O Cerrado é habitat de espécies como sempre-vivas, orquídeas terrestres e o capim-dourado, algumas das quais florescem rapidamente após incêndios, transformando o cenário pós-queimada em paisagens exuberantes. Essas plantas podem compor até 70% do estrato herbáceo em certas áreas, sendo fundamentais para a regeneração do ecossistema. Além disso, suas raízes volumosas permitem um armazenamento eficaz de carbono, um aspecto crucial diante da emergência climática atual.

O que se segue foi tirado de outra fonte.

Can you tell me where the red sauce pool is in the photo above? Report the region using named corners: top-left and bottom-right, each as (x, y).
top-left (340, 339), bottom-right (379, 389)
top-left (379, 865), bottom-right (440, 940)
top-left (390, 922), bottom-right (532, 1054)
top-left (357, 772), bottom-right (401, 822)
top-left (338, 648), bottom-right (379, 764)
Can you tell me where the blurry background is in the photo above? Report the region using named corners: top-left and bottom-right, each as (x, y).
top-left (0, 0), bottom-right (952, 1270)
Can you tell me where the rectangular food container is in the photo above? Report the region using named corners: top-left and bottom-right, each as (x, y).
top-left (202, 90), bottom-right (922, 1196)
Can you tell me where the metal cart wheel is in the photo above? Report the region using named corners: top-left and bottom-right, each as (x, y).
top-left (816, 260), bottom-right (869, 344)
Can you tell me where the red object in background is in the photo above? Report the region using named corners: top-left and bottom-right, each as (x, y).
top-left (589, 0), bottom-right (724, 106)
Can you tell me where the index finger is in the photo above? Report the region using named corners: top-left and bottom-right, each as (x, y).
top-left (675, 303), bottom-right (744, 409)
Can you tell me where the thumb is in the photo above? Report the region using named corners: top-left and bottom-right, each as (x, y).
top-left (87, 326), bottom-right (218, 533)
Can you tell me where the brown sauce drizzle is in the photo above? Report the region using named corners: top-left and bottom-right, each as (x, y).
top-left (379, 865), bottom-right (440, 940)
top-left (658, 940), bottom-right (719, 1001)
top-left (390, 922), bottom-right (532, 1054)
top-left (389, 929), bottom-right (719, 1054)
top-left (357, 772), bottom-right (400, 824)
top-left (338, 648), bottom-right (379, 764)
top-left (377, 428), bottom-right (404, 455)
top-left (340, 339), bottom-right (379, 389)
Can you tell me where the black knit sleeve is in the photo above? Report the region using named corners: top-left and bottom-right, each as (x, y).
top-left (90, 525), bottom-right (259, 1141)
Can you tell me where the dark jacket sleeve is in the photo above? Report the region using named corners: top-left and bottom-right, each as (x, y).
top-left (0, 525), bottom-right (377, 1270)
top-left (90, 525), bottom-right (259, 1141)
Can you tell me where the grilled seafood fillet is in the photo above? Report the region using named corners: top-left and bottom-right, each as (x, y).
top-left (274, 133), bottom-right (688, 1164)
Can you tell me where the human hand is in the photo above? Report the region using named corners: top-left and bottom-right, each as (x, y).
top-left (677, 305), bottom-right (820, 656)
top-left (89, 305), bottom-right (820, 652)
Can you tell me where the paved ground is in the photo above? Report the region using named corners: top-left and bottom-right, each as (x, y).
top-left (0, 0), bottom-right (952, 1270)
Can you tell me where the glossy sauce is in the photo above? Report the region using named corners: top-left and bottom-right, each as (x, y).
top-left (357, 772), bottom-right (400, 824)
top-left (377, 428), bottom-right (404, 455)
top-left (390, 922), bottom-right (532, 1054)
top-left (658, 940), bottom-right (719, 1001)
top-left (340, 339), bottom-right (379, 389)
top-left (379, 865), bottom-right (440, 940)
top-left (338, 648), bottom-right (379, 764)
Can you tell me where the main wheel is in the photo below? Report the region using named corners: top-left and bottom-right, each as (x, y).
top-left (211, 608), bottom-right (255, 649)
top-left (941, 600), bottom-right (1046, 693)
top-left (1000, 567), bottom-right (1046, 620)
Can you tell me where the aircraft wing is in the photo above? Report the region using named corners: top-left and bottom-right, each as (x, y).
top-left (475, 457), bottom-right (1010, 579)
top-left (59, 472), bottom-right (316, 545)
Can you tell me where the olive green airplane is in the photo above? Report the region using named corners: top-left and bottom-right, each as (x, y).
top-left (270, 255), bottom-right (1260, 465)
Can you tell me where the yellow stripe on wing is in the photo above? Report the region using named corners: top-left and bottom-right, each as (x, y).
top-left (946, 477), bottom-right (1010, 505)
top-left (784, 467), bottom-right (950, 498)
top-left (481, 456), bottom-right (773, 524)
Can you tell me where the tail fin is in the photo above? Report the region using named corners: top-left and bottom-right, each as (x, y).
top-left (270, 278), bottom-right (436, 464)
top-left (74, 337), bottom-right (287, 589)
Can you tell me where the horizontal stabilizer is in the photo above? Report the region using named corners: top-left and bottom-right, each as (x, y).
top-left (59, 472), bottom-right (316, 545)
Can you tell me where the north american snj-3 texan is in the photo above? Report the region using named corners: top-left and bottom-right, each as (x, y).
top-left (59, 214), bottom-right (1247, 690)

“A biomassa subterrânea das herbáceas não graminoides no Cerrado pode ser até 1,5 vez superior à biomassa acima do solo. Essa capacidade de retenção de carbono é ampliada pela durabilidade de suas estruturas, que podem se manter por muitos anos, contribuindo para a estabilidade do ecossistema”, informa Fidelis.
Além de apoiar a biodiversidade, essas herbáceas são uma fonte de alimento e medicina. Comunidades tradicionais utilizam suas raízes e folhas na dieta e em preparações medicinais. A mandioca, embora cultivada, é um exemplo de planta nutritiva com raízes que se inserem nessa tradição. Outros exemplos são a macela, reconhecida por suas propriedades anti-inflamatórias, e o capim-dourado, utilizado na produção de artesanato sustentável.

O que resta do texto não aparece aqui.